Regretfully, we will, for the present, have to continue relying on the utilization of fossil fuels for our energy needs [“Mayor’s politicking over Port lease hurts maritime industry,” Opinion, May 6].

When our mayor attempts to block the Shell oil rig from temporarily docking in Seattle, he engages in formulating pie-in-the-sky rhetoric by stating that it’s time to focus on the economy of the future: clean energy, electric cars and transit. That’s laudable, but that is in the future.

In the meantime, we have to cut back on fossil fuels but still rely upon them.

Martin Paup, Seattle

It’s ugly

A crane lifts a container at Terminal 5 (Ellen M. Banner / The Seattle Times).
A crane lifts a container at Terminal 5 (Ellen M. Banner / The Seattle Times).

Does anyone else notice how enormous and ugly the Shell offshore oil platform that would be semi-permanently docked in Elliott Bay is?

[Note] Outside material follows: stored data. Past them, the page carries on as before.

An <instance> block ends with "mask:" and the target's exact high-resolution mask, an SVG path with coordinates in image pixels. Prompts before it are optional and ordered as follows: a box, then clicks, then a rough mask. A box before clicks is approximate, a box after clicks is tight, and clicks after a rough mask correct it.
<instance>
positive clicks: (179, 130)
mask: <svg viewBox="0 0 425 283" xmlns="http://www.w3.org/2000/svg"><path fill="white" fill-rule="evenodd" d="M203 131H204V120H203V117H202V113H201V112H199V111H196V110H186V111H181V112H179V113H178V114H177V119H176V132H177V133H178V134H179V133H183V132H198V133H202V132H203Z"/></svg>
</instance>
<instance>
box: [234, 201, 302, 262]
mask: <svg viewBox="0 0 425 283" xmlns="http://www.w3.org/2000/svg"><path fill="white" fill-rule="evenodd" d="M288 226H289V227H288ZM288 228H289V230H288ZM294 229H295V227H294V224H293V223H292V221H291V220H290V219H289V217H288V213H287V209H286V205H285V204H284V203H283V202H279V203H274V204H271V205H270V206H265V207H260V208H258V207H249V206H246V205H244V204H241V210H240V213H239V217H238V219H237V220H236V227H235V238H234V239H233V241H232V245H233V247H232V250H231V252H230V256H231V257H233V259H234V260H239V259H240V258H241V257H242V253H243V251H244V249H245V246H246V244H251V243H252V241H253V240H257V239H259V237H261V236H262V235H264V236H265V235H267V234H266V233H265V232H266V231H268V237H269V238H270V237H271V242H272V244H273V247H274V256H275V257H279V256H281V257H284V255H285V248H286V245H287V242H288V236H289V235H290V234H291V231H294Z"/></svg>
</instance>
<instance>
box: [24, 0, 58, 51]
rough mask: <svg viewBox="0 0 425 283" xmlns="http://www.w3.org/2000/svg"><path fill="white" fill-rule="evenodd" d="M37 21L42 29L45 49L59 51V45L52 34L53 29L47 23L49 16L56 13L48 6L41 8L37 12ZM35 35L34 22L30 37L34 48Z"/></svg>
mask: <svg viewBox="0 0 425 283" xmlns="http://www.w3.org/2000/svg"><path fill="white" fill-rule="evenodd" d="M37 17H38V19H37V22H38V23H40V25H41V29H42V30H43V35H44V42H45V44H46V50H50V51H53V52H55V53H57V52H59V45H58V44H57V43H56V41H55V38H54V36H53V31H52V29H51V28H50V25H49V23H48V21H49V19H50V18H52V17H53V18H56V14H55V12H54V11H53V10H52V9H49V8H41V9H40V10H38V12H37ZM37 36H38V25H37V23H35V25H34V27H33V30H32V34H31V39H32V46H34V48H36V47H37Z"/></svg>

It’s 300 feet tall — that dwarfs any other vessel moored here, and is taller than many permanent structures located within proximity to the shoreline.

It assuredly will impact views, tourism and quality of life here in a negative way.

This assault on our precious harbor must be stopped.

Gordon Griffiths, Seattle

Oil is in everything

In regard to the kayakers who are protesting the Shell oil rig coming to Seattle, this is a small list of what these protesters or any other kayaker will need for a one-day event: Life jacket, raincoat, wet suit (optional), first-aid kit, sunburn lotion, chapstick, sunglasses, backpack, water bottles, flashlight, bungee strap, bug repellent, waterproof boots, telephone, nylon rope, plastic bags and containers to keep food dry — and, of course, a big plastic kayak that you had to secure to the top of a Subaru to get to the beach.

My question: How can they effectively protest the drilling for petroleum when they support the petroleum industry by buying all the products made from petroleum?